La investigación de la Policía Local de Talavera de la Reina para esclarecer los hechos ha sido bastante compleja debido a que han tenido que visitar un centro de tratamiento de residuos, varios talleres y revisar el procedimiento de reciclado de vehículos, informa la Cadena Ser.

Tras conocer el vertido ilegal, los agentes iniciaron las gestiones tomando como referencia la matrícula que había en uno de los paragolpes que, posiblemente, el autor de los hechos olvidó anclada al mismo.

Realizar vertidos en el medio natural puede ser sancionado con multas de hasta 45.000 euros, conforme a la Ley de Residuos y Suelos Contaminados de 2011

A través de la placa, el Equipo de Medio Ambiente de la Policía Local identificó a los anteriores propietarios del vehículo al que correspondía la matrícula, para conocer el momento en el que se había producido el cambio, en qué taller se había hecho, cuál había sido su proceso hasta llegar al vertido y quién o quiénes lo habían realizado.

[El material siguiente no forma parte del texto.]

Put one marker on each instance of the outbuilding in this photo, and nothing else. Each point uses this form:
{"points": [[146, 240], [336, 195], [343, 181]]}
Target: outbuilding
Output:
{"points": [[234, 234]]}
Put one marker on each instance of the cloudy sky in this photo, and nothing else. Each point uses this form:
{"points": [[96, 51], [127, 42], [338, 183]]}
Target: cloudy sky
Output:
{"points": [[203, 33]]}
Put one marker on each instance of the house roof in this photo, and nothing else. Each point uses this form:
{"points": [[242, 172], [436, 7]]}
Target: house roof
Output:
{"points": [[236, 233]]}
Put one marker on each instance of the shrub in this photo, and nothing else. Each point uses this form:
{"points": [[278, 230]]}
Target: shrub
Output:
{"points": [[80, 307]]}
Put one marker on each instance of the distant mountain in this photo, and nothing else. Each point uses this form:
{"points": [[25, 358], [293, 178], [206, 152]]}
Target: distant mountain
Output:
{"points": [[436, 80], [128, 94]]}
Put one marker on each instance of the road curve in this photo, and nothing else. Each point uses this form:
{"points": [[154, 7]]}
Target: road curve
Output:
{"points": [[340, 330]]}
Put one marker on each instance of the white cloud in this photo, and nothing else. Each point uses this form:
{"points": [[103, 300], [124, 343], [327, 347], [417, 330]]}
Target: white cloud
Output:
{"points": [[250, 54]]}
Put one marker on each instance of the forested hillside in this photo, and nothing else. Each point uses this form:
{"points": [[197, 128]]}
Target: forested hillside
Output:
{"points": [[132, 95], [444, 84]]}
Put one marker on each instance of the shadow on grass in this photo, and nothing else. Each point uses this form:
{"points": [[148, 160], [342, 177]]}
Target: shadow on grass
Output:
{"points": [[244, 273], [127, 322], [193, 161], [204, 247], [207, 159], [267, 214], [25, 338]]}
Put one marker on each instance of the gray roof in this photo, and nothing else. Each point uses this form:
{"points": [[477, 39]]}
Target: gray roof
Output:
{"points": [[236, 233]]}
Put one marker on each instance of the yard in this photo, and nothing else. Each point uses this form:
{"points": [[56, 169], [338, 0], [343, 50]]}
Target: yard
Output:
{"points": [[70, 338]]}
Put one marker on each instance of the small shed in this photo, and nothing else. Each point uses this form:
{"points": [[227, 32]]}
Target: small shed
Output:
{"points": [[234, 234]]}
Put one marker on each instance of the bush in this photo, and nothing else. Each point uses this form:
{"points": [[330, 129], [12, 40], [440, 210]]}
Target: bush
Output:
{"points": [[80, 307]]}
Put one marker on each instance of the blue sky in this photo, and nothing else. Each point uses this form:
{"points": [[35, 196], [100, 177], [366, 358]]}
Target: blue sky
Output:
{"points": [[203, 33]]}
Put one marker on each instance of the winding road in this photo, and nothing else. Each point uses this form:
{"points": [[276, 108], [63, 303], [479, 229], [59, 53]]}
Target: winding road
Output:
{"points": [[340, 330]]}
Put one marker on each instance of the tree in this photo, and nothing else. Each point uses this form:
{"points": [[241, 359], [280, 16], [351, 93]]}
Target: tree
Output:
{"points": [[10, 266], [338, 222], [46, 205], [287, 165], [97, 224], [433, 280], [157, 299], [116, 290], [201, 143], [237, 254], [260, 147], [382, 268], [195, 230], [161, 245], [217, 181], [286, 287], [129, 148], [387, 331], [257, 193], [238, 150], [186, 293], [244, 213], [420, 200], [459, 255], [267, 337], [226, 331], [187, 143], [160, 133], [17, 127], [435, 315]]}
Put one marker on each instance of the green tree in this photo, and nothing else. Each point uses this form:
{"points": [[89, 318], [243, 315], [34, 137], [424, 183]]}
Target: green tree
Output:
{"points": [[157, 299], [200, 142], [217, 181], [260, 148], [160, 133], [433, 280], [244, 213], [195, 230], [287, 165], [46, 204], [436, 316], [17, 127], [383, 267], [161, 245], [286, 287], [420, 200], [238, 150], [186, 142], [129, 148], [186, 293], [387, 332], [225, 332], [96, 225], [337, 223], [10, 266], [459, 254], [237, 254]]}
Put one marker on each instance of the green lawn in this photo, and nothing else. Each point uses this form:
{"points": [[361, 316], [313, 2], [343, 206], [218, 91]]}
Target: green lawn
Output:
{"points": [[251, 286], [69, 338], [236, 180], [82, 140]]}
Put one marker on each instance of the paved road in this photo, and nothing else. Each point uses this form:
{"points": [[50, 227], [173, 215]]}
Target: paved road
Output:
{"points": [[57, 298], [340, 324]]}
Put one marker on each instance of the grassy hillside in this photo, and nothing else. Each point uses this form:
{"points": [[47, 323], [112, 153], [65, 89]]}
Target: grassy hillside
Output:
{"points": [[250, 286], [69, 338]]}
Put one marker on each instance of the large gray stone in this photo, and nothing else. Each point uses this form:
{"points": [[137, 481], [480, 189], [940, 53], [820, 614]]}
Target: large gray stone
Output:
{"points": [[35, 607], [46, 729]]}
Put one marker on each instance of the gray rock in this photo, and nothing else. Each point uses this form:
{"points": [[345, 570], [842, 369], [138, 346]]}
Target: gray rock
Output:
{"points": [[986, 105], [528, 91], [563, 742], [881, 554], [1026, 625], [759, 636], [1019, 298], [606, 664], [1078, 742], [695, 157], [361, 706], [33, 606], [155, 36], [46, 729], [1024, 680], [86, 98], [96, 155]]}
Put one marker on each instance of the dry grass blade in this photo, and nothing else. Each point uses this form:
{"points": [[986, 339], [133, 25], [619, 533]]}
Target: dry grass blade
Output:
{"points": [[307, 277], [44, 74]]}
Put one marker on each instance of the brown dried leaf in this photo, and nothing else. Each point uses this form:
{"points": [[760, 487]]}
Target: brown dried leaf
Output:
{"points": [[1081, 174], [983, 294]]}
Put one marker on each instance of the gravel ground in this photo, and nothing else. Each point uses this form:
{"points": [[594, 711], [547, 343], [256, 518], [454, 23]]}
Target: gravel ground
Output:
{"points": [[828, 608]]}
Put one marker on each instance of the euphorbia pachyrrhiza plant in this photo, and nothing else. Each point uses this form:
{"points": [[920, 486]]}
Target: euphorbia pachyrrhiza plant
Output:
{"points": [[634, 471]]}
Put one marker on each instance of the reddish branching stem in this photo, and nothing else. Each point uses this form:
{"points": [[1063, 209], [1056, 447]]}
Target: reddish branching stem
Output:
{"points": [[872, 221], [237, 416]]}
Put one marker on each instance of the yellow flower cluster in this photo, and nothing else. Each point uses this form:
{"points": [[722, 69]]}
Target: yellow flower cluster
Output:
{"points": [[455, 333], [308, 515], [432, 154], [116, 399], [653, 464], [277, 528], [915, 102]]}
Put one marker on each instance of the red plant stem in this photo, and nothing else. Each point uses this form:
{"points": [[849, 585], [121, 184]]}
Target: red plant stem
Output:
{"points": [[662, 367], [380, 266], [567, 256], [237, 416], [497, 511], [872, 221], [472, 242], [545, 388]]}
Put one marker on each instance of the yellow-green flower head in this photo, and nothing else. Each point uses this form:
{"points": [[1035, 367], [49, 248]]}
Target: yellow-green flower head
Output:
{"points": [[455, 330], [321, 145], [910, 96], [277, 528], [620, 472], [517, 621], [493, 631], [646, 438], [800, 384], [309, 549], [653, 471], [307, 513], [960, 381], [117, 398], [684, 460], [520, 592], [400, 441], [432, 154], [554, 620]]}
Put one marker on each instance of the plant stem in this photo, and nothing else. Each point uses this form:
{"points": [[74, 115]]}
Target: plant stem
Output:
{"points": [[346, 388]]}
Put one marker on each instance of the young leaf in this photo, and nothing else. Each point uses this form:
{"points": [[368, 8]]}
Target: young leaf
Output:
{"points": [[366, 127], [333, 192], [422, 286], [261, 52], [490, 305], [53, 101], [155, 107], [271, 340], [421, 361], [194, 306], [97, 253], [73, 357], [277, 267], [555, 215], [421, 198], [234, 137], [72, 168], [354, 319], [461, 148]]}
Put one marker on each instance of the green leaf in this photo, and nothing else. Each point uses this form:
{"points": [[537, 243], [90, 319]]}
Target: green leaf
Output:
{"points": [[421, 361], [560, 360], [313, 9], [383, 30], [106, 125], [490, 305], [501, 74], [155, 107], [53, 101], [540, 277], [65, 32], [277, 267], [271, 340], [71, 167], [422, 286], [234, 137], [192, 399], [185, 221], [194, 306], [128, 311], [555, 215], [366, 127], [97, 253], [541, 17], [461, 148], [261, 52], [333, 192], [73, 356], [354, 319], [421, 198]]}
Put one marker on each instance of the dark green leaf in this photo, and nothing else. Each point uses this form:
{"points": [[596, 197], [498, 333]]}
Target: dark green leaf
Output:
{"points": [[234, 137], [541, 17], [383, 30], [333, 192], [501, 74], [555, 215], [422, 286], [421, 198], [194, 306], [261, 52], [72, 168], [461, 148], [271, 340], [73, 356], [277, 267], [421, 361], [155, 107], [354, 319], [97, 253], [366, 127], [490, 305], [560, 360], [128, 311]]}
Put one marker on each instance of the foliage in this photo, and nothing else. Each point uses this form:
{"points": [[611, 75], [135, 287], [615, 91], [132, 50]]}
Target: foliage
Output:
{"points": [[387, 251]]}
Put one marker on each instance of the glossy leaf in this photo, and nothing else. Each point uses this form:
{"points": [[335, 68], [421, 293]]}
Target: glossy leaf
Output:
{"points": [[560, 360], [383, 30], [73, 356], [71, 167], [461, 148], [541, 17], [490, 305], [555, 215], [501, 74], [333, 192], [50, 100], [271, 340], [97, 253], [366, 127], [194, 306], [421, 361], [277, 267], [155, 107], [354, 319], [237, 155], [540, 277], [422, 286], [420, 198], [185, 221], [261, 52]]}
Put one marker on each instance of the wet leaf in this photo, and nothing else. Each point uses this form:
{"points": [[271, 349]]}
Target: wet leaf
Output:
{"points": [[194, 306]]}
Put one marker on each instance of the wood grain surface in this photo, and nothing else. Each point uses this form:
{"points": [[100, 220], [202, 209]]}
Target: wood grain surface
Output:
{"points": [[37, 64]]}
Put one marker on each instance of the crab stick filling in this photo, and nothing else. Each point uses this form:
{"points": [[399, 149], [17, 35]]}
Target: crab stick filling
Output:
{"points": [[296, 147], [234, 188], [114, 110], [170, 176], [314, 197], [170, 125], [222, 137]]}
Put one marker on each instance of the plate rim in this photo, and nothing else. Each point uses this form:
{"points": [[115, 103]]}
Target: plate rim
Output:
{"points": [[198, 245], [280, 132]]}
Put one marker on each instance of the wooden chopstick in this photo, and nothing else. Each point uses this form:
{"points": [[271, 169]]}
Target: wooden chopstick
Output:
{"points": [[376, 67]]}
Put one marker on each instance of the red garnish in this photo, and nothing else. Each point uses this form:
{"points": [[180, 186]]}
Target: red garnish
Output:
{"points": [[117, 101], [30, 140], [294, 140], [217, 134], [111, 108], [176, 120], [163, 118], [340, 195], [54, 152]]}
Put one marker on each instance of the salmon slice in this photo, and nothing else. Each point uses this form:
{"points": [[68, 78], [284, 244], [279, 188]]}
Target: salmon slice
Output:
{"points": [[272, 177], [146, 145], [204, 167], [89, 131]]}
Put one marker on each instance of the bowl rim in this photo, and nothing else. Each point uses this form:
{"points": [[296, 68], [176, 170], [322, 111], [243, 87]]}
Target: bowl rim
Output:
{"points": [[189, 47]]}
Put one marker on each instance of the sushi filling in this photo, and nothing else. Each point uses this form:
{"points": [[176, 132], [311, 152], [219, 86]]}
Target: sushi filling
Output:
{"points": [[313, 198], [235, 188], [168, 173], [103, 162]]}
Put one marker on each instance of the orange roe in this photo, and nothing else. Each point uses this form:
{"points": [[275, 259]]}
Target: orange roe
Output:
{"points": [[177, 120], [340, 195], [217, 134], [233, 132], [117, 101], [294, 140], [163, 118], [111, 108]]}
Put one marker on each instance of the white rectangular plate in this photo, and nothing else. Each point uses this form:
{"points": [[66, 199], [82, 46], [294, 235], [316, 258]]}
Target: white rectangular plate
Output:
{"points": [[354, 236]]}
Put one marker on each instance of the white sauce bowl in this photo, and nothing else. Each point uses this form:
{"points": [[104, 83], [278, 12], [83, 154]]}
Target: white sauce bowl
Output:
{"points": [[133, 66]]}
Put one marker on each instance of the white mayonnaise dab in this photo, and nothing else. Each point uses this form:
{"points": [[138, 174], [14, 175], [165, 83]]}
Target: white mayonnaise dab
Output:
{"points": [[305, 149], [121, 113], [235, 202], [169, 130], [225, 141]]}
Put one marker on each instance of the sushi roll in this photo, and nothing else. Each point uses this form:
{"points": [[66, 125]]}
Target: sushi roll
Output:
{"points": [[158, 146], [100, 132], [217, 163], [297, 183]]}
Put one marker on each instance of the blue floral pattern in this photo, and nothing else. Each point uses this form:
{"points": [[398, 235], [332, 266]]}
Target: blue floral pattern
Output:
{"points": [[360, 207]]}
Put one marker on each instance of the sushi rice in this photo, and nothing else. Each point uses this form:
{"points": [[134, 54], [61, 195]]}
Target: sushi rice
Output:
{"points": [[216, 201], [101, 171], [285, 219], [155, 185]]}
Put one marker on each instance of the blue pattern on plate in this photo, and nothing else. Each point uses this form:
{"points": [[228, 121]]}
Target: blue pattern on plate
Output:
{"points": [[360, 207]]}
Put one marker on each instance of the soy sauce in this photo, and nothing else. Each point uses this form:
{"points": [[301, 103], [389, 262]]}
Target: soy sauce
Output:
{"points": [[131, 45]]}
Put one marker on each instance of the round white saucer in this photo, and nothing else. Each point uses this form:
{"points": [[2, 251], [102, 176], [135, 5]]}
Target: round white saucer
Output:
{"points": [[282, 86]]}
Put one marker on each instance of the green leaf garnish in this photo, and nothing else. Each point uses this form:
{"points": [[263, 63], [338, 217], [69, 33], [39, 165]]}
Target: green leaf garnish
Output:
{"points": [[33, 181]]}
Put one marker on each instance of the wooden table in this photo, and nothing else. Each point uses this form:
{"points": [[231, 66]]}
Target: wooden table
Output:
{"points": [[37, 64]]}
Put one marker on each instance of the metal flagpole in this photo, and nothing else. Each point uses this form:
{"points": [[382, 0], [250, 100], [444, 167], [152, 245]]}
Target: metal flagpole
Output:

Una vez clarificado el taller donde se hizo el último cambio de la matrícula, los agentes comprobaron que uno de los trabajadores fue quien arrojó los paragolpes en un paraje natural próximo a Talavera. La Policía Local ya ha dado parte de lo ocurrido a los servicios de Medio Ambiente del Ayuntamiento para que tramiten la pertinente sanción.